The median age in the city was 39.3 years. 26.2% of residents were under the age of 18; 6.2% were between the ages of 18 and 24; 26.2% were from 25 to 44; 26.9% were from 45 to 64; and 14.4% were 65 years of age or older. The gender makeup of the city was 49.2% male and 50.8% female.

===2000 census===
As of the census of 2000, there were 1,151 people, 459 households, and 323 families living in the city. The population density was 1,165.3 PD/sqmi. There were 489 housing units at an average density of 495.1 /sqmi. The racial makeup of the city was 98.96% White, 0.17% African American, 0.09% Asian, 0.26% from other races, and 0.52% from two or more races.
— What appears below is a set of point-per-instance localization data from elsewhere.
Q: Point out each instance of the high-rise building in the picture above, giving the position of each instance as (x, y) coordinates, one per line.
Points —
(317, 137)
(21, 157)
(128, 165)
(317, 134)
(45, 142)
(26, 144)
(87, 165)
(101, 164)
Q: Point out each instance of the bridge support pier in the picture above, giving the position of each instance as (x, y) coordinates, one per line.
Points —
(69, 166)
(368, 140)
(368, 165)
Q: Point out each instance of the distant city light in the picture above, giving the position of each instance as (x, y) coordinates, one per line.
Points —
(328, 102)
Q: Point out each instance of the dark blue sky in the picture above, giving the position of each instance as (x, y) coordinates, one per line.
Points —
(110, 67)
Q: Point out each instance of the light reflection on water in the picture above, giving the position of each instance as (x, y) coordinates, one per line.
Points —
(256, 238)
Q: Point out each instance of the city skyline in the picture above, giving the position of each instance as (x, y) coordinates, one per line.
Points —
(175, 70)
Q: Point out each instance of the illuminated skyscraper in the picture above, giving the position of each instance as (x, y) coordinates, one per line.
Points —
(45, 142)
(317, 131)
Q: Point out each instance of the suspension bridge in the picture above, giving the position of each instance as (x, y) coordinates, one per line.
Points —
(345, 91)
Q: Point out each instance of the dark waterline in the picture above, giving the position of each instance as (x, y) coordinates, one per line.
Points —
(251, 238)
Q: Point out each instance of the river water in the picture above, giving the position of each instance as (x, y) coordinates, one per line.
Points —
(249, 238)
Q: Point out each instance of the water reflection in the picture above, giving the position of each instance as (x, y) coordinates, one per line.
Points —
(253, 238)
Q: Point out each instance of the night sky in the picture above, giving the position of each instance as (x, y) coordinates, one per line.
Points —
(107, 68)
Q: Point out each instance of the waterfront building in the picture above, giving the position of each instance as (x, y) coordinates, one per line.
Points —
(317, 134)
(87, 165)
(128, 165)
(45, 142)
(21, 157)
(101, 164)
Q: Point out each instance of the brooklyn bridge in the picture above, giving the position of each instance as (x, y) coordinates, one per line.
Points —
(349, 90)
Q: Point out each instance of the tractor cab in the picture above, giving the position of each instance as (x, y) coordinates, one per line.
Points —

Hispanic or Latino of any race were 0.52% of the population.

There were 459 households, out of which 41.6% had children under the age of 18 living with them, 57.5% were married couples living together, 7.6% had a female householder with no husband present, and 29.6% were non-families. 25.1% of all households were made up of individuals, and 11.8% had someone living alone who was 65 years of age or older. The average household size was 2.51 and the average family size was 3.04.

29.4% are under the age of 18, 5.9% from 18 to 24, 31.1% from 25 to 44, 20.2% from 45 to 64, and 13.5% who were 65 years of age or older. The median age was 35 years. For every 100 females, there were 97.1 males. For every 100 females age 18 and over, there were 89.5 males.

The median income for a household in the city was $42,431, and the median income for a family was $50,000. Males had a median income of $35,227 versus $25,815 for females. The per capita income for the city was $18,990. About 4.5% of families and 7.8% of the population were below the poverty line, including 4.9% of those under age 18 and 14.1% of those age 65 or over.